Americans older than me can probably conjure up memories of Castro as a scary, unknown quantity — a forest guerilla attacking the solid forces of big business and American interests — but for many my age, he was a hat, a beard and a cigar that added up to something frightening.
Or, at least, we were told it added up to something frightening, and it seemed so, since Americans weren’t allowed to go to Cuba. It was that bad — we couldn’t even step on its soil. Or buy its cigars. In the 1970s, this put Cuba on the same level as scary East Germany — the epitome of the mysterious bleakness that communism caused on a society.
Decades later, it’s a far more complicated picture — Cuba is a place populated by real people and has its good and bad. After years of representation by the expatriates in Florida, a more measured view of the country has come into play for many Americans.
Landau’s film certainly doesn’t examine any of the larger questions. Instead, it allows Castro to lead the crew around on a charming site visit that gives viewers the greatest hits of Cuba at the moment in time. It’s a struggling country, trying to tie its resources and keep its people on track as they forge to a future of education and progress that is part of a national collective.
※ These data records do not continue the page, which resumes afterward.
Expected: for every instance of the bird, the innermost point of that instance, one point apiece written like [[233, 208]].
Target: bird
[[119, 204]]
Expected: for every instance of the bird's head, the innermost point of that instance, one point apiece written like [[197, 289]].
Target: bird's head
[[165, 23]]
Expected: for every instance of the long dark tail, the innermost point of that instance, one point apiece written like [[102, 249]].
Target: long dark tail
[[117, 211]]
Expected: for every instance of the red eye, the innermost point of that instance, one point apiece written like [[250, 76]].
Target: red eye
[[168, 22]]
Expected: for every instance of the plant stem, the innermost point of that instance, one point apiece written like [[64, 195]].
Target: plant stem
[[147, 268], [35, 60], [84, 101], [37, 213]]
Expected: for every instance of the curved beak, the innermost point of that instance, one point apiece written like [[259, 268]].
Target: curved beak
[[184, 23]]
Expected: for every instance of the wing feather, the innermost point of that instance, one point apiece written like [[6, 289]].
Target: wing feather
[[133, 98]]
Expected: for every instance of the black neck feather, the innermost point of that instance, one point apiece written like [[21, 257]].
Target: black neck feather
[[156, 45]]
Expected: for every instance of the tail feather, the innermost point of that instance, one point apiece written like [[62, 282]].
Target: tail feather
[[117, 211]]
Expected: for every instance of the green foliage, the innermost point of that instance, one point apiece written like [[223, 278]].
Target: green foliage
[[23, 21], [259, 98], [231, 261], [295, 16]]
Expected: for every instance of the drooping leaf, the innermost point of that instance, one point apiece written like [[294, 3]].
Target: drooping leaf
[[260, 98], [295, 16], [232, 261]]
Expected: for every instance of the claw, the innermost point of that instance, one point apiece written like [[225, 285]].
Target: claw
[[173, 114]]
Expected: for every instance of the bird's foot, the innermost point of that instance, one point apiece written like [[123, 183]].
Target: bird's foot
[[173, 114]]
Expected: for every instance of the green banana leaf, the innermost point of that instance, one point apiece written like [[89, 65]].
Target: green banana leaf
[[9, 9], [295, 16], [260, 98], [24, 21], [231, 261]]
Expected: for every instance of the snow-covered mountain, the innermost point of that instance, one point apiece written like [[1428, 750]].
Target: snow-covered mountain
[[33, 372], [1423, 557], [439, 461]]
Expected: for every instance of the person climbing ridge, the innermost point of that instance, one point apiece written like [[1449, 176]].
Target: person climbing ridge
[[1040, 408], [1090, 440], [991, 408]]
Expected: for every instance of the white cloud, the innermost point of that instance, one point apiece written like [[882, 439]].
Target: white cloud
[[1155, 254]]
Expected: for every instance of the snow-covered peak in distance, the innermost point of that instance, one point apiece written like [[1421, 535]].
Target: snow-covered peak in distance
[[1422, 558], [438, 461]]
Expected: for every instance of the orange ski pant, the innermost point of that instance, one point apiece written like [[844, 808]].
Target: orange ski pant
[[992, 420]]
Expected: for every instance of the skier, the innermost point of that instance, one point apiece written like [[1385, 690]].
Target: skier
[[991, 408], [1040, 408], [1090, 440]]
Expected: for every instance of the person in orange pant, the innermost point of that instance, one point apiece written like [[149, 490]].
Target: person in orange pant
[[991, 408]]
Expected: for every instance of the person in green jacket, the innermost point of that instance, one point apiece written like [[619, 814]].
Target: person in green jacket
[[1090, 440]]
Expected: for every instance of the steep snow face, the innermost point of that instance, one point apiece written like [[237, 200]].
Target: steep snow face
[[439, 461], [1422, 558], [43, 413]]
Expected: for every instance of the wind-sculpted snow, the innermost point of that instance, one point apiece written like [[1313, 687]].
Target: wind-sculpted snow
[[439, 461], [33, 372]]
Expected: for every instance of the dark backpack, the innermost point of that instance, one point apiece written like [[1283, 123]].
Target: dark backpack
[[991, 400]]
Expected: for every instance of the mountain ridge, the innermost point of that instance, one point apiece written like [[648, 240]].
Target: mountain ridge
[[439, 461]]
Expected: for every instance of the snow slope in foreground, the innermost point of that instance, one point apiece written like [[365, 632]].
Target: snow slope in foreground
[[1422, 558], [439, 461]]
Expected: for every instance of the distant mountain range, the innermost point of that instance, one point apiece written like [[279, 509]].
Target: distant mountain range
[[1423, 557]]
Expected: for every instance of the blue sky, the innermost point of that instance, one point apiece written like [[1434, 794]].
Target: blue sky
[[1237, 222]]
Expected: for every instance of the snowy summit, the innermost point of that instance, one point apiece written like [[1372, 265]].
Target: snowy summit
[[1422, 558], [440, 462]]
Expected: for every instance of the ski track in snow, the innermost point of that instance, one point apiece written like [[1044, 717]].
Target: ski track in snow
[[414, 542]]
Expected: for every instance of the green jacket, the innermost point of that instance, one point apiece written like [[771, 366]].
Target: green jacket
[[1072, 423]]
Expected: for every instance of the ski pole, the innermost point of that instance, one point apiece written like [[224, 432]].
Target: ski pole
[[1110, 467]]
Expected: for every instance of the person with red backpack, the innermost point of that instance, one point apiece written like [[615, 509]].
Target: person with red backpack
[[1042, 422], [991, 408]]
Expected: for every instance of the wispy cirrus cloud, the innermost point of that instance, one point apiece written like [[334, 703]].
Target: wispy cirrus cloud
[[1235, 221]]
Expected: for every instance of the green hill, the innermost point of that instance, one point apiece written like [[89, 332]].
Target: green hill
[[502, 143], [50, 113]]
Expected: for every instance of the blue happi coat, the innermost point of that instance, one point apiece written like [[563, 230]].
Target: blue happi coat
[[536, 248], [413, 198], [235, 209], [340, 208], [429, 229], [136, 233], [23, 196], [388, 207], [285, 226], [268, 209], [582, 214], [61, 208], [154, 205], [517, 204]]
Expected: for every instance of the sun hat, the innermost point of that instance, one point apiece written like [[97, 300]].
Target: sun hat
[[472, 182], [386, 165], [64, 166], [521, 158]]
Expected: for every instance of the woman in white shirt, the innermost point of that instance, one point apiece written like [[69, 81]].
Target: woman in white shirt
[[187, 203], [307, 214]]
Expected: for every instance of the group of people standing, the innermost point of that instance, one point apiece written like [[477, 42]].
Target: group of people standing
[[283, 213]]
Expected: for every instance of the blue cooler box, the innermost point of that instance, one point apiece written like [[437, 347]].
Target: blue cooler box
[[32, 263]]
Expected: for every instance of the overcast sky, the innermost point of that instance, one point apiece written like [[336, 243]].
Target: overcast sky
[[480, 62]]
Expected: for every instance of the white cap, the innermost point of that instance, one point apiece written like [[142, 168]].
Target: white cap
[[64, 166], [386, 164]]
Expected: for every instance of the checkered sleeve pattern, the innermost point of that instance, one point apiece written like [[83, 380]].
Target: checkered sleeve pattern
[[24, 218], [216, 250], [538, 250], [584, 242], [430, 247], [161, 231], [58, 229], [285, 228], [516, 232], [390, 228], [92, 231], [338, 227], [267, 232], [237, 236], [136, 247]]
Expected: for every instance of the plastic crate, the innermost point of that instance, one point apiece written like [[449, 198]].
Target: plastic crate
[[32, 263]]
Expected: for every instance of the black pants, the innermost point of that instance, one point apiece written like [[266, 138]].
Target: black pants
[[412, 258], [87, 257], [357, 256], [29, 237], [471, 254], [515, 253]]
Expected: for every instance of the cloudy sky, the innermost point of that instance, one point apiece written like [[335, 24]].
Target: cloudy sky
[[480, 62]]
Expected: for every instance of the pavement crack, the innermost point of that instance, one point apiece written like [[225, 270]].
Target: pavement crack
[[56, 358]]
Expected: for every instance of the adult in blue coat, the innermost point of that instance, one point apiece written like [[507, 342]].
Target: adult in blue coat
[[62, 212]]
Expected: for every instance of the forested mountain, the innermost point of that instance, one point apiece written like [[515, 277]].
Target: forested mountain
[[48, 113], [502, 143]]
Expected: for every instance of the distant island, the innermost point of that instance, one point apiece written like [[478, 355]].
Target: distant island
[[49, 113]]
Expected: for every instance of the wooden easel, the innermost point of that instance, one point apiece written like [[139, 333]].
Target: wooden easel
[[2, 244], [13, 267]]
The real importance of the film is its unusual access to Castro himself. Not only does Landau and his crew get to follow him as he checks in on collective farms, building projects and baseball games, they get to hang around for his breakfast, his strategy meetings and indulge in picking his brain for some extended monologues in regard to his philosophy of rule. With a twinkle in his eye, the revolutionary often reveals himself as intelligent and charming, if fairly intense.
And if the film threatens to drift toward one-sided celebration, Landau includes scores of scenes with a dissatisfied citizenry complaining about conditions and services to Castro’s face. He also gets to talk to some political prisoners who gripe about their sentences. There’s plenty of surprise dissent in here, which makes this a valuable timepiece, capturing what became of the legend after the revolution and the Russian missiles.
It’s an unapologetic and extremely unique window into a person and life cut off from so many Americans — mandatory viewing for anyone seeking out a ring-side seat to history, or just a clear-headed examination of the realities of a collective society.